George
George

Reputation: 317

Akka.net journal reader missing events

In our application we are using Akka.net, with event sourcing. The persistent actors save their events in an SQL Server database. We also have view actors, which subscribe to these events, using a journal reader/persistence query, to create materialised views. We have a table in the database, that has a row for every view actor. This row contains the name of the view actor and the offset of the last event prccessed. At first sight, this is working smoothly. Sometimes however, when we run a test that results in thousands of events, the journal reader is missing some events.

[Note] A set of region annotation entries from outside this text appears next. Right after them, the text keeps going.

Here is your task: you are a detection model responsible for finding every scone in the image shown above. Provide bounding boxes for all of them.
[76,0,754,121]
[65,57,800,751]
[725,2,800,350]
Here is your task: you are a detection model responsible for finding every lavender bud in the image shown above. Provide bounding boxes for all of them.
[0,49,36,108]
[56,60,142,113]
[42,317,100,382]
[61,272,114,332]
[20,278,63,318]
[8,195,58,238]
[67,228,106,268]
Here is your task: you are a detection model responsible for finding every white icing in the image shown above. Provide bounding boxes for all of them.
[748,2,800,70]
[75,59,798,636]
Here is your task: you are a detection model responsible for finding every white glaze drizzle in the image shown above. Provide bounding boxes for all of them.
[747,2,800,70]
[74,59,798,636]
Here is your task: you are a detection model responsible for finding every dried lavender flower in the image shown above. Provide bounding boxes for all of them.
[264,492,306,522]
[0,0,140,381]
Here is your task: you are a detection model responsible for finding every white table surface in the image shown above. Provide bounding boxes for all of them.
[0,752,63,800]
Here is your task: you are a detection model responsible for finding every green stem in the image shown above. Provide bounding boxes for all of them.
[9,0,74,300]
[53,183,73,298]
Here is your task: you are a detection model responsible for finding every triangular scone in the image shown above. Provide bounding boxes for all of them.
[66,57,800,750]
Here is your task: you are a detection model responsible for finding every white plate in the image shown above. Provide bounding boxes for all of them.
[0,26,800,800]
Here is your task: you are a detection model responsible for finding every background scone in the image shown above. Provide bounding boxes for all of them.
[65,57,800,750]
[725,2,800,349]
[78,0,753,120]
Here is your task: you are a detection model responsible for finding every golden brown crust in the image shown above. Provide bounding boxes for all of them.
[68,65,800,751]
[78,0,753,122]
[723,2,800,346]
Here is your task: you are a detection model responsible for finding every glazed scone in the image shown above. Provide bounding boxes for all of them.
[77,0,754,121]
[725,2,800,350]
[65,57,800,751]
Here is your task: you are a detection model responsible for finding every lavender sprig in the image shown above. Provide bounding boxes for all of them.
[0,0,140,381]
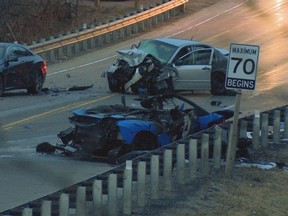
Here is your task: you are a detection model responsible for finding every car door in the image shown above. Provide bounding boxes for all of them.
[4,45,33,88]
[174,48,214,90]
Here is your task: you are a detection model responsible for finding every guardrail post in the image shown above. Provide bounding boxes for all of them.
[76,186,86,216]
[176,144,185,184]
[213,125,222,169]
[261,113,269,147]
[48,50,55,63]
[41,200,51,216]
[22,208,32,216]
[189,139,198,180]
[284,106,288,139]
[273,110,280,144]
[92,179,103,215]
[152,16,158,27]
[201,134,209,175]
[59,194,69,216]
[252,110,260,150]
[125,25,131,37]
[123,160,132,215]
[163,149,173,191]
[164,11,170,21]
[239,120,248,138]
[144,18,152,30]
[150,155,159,199]
[137,161,146,207]
[108,173,117,216]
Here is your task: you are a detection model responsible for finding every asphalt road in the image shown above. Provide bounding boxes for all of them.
[0,0,288,212]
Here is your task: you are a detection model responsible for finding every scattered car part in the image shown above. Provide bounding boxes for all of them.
[38,94,233,162]
[104,38,229,95]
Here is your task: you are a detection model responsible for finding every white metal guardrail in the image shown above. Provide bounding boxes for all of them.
[29,0,189,64]
[0,105,288,216]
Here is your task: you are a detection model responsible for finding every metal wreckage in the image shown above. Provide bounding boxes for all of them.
[103,49,177,94]
[36,50,233,163]
[36,93,233,163]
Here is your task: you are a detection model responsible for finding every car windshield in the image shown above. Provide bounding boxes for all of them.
[138,40,178,63]
[0,46,4,59]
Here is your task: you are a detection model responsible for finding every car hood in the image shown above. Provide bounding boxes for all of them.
[116,49,149,67]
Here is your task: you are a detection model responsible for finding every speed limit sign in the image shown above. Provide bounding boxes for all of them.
[225,43,260,90]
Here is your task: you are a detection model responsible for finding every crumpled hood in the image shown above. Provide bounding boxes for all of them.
[116,49,149,67]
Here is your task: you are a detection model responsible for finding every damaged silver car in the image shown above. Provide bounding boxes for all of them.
[104,38,229,95]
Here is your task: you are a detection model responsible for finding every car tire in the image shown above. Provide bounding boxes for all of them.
[0,76,4,97]
[211,73,226,95]
[131,131,158,151]
[27,72,44,94]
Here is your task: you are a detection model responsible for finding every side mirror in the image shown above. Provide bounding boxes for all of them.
[174,59,183,66]
[6,56,18,62]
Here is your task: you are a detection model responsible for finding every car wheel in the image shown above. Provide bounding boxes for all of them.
[27,72,43,94]
[211,73,226,95]
[0,76,4,97]
[132,131,158,150]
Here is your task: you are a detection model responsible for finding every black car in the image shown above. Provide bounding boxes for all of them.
[0,43,47,96]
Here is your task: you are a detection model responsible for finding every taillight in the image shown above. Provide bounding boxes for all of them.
[41,61,47,76]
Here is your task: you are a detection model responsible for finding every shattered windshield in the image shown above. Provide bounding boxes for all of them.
[138,40,178,63]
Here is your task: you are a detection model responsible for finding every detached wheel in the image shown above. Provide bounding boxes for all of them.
[0,76,4,97]
[27,72,43,94]
[211,73,226,95]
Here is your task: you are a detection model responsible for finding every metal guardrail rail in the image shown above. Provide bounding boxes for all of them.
[29,0,189,64]
[0,105,288,216]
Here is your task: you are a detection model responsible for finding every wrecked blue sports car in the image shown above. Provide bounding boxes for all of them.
[37,94,233,162]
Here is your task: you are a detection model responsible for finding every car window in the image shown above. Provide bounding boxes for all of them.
[180,49,212,65]
[138,40,177,63]
[173,46,191,62]
[7,46,31,59]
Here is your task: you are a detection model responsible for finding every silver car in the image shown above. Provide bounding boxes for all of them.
[106,38,229,95]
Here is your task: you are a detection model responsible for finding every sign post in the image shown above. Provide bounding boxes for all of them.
[225,44,260,177]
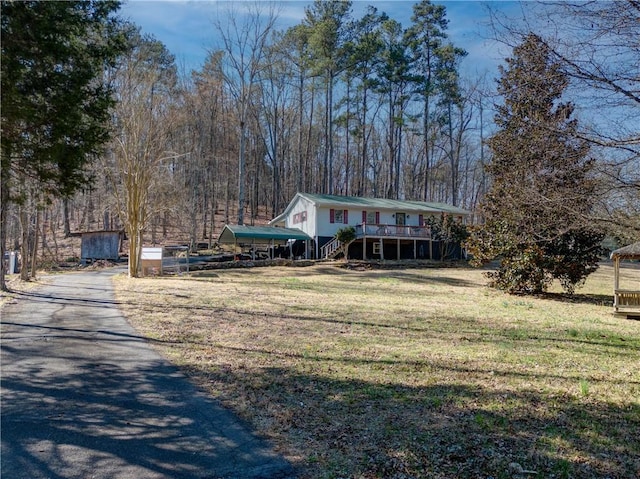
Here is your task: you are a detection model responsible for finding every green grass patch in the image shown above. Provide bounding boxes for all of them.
[115,265,640,479]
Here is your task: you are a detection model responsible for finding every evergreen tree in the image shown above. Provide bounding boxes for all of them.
[468,34,602,293]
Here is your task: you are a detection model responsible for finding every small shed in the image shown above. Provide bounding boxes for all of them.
[80,231,123,264]
[611,242,640,317]
[218,225,312,259]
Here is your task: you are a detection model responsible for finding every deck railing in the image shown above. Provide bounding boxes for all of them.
[356,223,431,239]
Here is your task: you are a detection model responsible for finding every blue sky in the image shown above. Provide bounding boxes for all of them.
[120,0,520,78]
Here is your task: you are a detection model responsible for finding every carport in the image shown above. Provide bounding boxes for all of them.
[218,225,312,260]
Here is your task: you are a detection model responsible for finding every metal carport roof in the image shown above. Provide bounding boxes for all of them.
[218,225,312,243]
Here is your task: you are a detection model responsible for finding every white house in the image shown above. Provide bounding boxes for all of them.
[269,193,470,259]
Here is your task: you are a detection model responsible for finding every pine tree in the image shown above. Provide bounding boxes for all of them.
[468,34,602,294]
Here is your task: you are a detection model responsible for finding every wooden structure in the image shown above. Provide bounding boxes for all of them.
[140,247,162,276]
[218,225,311,260]
[611,242,640,317]
[80,231,124,264]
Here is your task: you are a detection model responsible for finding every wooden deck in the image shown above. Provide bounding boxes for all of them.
[356,223,431,240]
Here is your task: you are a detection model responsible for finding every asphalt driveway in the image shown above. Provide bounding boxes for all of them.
[0,270,294,479]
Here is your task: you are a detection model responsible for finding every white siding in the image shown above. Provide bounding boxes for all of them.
[285,196,316,238]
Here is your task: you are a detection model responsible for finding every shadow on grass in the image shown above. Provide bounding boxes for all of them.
[538,293,613,308]
[181,365,640,479]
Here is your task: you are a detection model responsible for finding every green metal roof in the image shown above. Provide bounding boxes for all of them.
[298,193,471,215]
[218,225,311,243]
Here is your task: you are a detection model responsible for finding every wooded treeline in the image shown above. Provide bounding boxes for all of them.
[2,0,640,284]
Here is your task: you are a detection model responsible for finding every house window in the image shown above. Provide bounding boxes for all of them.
[293,211,307,224]
[329,208,349,225]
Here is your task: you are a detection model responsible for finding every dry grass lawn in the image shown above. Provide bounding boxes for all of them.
[115,264,640,479]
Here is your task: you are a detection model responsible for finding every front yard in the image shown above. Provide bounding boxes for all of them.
[115,264,640,479]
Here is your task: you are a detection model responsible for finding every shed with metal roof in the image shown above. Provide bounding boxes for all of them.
[611,241,640,317]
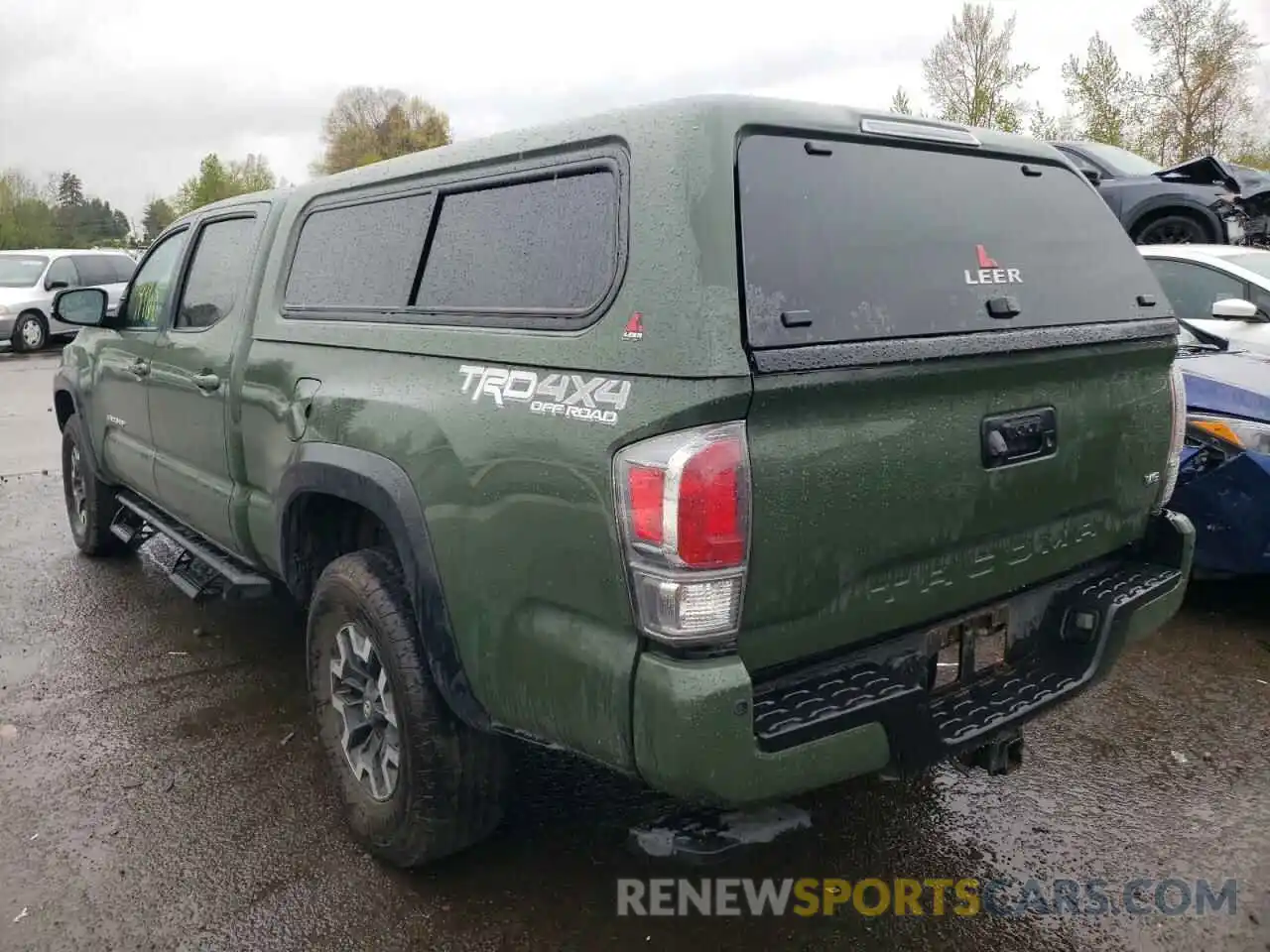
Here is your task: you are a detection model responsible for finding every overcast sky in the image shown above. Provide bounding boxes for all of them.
[0,0,1270,225]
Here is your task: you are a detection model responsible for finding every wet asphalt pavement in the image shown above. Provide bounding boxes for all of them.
[0,352,1270,952]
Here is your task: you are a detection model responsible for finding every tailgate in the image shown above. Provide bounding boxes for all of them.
[738,135,1175,669]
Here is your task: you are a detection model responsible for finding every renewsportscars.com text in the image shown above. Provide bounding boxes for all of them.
[617,877,1238,916]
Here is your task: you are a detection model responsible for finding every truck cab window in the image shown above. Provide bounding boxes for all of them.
[119,231,186,330]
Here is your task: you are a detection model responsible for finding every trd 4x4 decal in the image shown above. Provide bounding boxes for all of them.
[458,363,631,426]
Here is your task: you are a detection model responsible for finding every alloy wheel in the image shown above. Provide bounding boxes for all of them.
[330,622,401,801]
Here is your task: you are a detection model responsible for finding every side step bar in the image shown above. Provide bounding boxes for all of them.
[110,493,273,602]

A view actor is a ReceiveActor. When started, it retrieves the last handled event offset from the database (called from the actor's constructor). The offset is piped to self in an OffsetMessage. On receiving the OffsetMessage the view actor initialises the journal reader. On receiving events (in EventEnvelope messages), the views are updated.

The action that is run from the journal reader, first writes a line to the log. That line contains the event offset. The EventEnvelope receive handler also writes a line to the log. That line also contains the event offset.

We have a test that results in 9635 event inserted into the journal. Sometimes the journal reader and the EventEnvelope receive handler are logging less than 9635 events. They both log the same numbers, so it seems the events are missed by the journal reader. The missed events from the log are corresponding to the missing items in the views. We run the test on an empty database. Logging is at the debug level, and does not show exceptions. The missing events (we have seen numbers of 1 to 4) can be among the first, middle or last events. Everytime this is different.

So far we have no idea what is causing this problem, or how it can be solved.

Following are fragments of our code. The view actors all inherit from a base class: ViewActorBase.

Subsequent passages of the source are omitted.